Well, reading the opinion of others is one thing, but I was just trying to make it clear through
example that there are times where literal interpretation and application of the rules certainly is
fundamentally wrong.

Antanarjuat is a great player with a strong sense of Spirit and fair play as well as knowledge of
the rules. But he's missed the mark a bit in this area. Perhaps through those scenarios, he'll
realize and believe it to be the case.

Travel would be the correct call.

Regardless of the current wording (which will be considered for edit/adjustment), just as the disc can only be advanced by passes, the disc only becomes out of bounds during passes. A thrower drifting OB while in possession should not cause the disc to become OB resulting in a turnover.
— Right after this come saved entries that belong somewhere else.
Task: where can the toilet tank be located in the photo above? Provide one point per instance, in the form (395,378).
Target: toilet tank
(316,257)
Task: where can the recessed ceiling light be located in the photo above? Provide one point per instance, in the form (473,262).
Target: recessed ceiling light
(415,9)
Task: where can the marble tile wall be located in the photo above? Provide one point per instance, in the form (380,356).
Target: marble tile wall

That will always be a result of a misplacement of the pivot, which is a travel.

"Do you think it's fundamentally wrong for me to call foul on you?"

Honestly, and with all due respect, I don't think there's much point to discussing these. I think a loophole is a loophole, which happens to be problematic when everyone on the field is a referee. I feel I can't tell the referee strictly what to call in a case like this -- only what I think he should call, and what his peers would call. But, hey, if you want to take a stricter stance, don't let my hesitation stop you.
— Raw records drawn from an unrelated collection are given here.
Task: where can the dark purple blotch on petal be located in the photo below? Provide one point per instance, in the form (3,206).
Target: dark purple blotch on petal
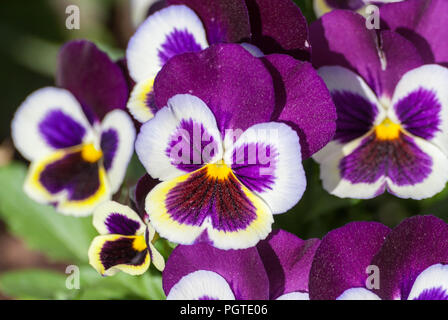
(60,130)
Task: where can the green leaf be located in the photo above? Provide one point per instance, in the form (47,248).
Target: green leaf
(40,226)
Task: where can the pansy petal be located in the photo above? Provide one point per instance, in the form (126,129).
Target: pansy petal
(96,81)
(341,260)
(278,26)
(117,146)
(111,253)
(201,285)
(114,218)
(210,199)
(357,106)
(302,101)
(425,24)
(287,260)
(420,104)
(166,33)
(225,77)
(181,138)
(413,246)
(225,21)
(67,180)
(48,120)
(266,159)
(431,284)
(241,269)
(380,59)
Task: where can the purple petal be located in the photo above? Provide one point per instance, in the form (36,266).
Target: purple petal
(424,23)
(413,246)
(381,60)
(341,260)
(225,21)
(96,81)
(302,101)
(235,85)
(242,269)
(287,260)
(278,26)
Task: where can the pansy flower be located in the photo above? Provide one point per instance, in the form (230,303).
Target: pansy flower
(124,243)
(409,262)
(229,156)
(78,137)
(277,268)
(391,129)
(262,26)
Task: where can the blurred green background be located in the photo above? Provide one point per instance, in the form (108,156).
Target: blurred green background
(36,244)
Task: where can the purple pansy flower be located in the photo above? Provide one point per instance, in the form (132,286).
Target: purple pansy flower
(277,268)
(124,243)
(226,145)
(411,261)
(78,137)
(181,26)
(391,131)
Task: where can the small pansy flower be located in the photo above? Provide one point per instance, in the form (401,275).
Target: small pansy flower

We're really just differing in opinion on whether the subject is technically incorrect or morally incorrect. I think this is a such a trivial difference in stance between us that it's silly to keep talking about it at the expense of readers whom we'll only confuse with our semantics.

"We're really just differing in opinion on whether the subject is technically incorrect or morally
incorrect. I think this is a such a trivial difference in stance between us that it's silly to keep
talking about it at the expense of readers whom we'll only confuse with our semantics."

I think we agree that these loopholes should not be called. If you want to say that doesn't make
it wrong, ok, but I think that is what's going to confuse readers, not to mention encourage the
exploitation (hey, it's not "wrong", so it's ok).

I think the vast majority of ultimate players, including those that make up the rules governing
body would agree that it's wrong to exploit these loopholes. People should focus on that point.

Back to exploiting the rules, and YM, about your point, I agree with the travel call. I don't support calling "Out" because that's not the intent of the rule. And we all know that the rules are supposed to enact (or recreate) what would have happened if the foul/violation not been required.

In no way is a player who has established in-bounds possession of the disc, and who retains possession of the disc, meant 'by rule' to lose possession based on where he steps. That is not the intent of this rule.

The supposed advantage of a travel, and the reason it is called, is because the thrower is gaining unfair advantage on the marker. A travel is meant to be called in this case (as the thrower has stepped away), and the play is re-done with the thrower no longer gaining that advantage.

Nothing in this scenario screams "turn-over".